Traditional research shifting to automation and AI
New research indicates that 'a revolutionary approach' is required to meet demand for insight through automation, AI and big data.
According to Confirmit, market research and customer Insight professionals are being advised to start recruiting and training staff with new skills essential to meet a global shift from traditional research to new techniques such as automation, AI and analytics.
Marketing scientists, chatbot designers and even filmmakers, editors and artists will be needed to cater for the growth of the new research methods transforming the traditional research industry here and internationally, the researchers find.
These key trends and the forces shaping the industry have been outlined by experts at Confirmit's Market Research, Customer Experience and Insight summit in Sydney.
The Confirmit Journey to Insight Rock Stardom Summit had speakers from Forrester, Wyndham Destinations, Roy Morgan Research, Enhance Research, and NewMR who drew together traditional market researchers, corporate researchers and customer insight and experience teams to share ideas, experiences and challenges.
Sue York, author, research strategist and a founder of the online knowledge network NewMR, told the Confirmit Summit the growth of traditional or question-based research was stalled but there was a boom in analytics, automation and AI that was changing the type of people working in the industry.
This huge change would continue with fewer people needed for traditional jobs such as interviewing and data entry, and more people needed to do data science, marketing science and analytics, York says.
Filmmakers, editors and artists would also be in demand as storytellers transforming insights into a form that clients could understand and use throughout their business. However, those new skills come at a cost at a time when research budgets are trending down.
Enhance Research CEO George Zdanowicz says globally there continues to be pressure on research industry revenue due to cost pressures and more competition from other consultancy, analytics and technology organisations.
However, he says helping clients with the evolution from simple collection of research data to using customer insight as a source of competitive advantage provided opportunities.
"There is a recognition at the most senior levels of organisations that insights are critical and that there are now more sources of relevant data from which to distil those insights than ever before," says Zdanowicz.
"Using our expertise to help clients shift their organisations from considering the insights function as a cost centre to regarding it as something that is driving and fuelling the growth engine, that is a source of competitive advantage is a source of significant opportunity for the research industry," he says.
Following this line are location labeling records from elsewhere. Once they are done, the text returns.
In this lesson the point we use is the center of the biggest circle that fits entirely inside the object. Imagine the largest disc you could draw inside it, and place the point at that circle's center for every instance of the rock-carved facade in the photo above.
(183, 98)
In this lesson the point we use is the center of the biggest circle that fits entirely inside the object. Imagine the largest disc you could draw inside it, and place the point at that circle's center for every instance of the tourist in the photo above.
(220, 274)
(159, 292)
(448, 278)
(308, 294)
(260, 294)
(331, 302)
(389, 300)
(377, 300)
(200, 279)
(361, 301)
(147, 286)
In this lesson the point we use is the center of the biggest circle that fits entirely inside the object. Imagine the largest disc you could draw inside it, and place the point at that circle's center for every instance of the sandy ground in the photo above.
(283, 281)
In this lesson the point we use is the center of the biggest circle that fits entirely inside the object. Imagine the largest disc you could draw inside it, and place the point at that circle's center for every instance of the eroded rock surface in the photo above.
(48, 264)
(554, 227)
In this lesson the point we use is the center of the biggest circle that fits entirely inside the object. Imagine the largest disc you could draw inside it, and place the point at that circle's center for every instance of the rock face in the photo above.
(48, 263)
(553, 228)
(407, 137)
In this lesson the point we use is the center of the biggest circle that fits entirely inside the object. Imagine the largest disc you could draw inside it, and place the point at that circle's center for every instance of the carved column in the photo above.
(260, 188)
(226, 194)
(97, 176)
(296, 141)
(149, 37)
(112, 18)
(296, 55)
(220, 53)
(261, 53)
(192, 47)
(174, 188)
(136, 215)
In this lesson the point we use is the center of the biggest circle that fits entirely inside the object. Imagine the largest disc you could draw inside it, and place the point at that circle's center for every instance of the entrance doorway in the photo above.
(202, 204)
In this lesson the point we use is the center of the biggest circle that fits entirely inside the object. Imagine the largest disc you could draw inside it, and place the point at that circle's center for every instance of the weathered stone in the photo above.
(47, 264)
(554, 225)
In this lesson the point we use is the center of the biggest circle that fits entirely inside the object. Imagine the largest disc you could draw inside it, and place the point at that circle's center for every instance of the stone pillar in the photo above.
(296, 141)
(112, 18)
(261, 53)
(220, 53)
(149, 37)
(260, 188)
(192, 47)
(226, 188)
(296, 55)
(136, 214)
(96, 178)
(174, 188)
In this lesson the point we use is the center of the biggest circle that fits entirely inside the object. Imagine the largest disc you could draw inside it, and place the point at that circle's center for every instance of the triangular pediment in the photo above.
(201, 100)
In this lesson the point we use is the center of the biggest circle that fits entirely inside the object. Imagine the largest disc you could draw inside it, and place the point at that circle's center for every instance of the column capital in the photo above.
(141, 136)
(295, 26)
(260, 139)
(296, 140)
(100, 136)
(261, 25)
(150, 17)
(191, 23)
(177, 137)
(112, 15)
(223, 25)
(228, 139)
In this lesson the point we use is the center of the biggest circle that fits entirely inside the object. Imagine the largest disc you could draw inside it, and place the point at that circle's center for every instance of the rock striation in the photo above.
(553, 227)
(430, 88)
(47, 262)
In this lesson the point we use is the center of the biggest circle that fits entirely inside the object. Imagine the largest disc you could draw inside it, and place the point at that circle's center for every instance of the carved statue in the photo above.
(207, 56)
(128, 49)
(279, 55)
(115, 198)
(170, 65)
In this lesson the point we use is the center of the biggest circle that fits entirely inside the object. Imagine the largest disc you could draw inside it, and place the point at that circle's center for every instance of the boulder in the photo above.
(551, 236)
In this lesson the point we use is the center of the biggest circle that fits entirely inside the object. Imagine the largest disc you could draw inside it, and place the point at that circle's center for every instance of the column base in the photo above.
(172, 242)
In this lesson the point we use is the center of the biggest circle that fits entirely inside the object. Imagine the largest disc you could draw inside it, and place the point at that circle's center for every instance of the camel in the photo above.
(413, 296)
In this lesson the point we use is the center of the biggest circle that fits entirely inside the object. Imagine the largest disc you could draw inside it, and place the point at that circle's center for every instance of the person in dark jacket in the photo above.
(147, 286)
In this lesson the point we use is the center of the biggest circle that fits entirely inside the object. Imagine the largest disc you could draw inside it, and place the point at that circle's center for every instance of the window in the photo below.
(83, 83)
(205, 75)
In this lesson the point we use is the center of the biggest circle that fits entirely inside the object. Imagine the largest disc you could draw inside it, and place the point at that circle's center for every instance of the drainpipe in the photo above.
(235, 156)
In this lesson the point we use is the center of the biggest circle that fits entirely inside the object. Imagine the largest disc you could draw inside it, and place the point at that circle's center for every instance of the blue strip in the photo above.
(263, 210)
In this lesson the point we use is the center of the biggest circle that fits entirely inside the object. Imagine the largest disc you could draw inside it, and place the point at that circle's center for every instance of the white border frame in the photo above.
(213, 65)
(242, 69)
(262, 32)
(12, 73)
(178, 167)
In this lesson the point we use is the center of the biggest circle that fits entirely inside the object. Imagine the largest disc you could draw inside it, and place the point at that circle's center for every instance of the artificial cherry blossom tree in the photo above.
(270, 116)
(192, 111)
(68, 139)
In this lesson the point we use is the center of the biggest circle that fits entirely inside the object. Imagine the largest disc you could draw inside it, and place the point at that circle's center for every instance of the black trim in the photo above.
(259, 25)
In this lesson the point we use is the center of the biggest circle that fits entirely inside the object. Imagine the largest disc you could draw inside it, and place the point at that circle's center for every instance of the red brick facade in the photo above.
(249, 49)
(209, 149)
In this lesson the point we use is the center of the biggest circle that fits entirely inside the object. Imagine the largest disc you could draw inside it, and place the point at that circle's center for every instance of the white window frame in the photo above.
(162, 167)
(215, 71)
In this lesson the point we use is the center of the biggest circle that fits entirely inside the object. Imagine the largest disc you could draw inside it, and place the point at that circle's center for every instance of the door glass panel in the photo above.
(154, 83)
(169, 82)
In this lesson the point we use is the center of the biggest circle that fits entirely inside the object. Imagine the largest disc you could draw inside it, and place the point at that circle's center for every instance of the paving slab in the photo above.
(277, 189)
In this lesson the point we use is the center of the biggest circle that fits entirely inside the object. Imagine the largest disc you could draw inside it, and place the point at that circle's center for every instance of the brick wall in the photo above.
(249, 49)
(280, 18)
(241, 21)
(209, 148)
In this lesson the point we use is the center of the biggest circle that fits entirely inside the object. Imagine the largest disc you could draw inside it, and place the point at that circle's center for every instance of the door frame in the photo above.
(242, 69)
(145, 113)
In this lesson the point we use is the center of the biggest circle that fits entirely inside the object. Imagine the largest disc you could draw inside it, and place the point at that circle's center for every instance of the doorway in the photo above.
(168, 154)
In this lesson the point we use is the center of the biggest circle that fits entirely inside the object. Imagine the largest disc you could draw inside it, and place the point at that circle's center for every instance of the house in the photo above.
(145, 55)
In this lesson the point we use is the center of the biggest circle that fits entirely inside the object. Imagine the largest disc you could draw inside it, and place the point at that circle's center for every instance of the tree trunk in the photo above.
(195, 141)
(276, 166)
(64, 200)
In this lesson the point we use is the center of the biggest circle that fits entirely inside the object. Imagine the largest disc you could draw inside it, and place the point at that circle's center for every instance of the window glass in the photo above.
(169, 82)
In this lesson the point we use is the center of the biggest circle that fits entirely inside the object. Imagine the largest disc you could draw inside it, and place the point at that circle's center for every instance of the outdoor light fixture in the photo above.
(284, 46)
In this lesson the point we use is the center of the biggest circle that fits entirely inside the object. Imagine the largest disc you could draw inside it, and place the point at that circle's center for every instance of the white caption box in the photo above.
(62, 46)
Confirmit CX Consulting director Andrew Farries, says, "Things feel like they are happening very quickly in the CX and insights space at the moment. The customer has well and truly arrived on the business agenda, and insights professionals are in a great position to drive change that benefits both their customers and their businesses.
"One of the critical tasks for insights teams is to avoid becoming simply a dashboard-generation function. They need to focus on delivering evidence based actionable recommendations that enables businesses to make more informed decisions," says Farries.
"Done right, insights can unite people around the organisation through creating a sense of shared purpose and ownership over the business outcomes," he says.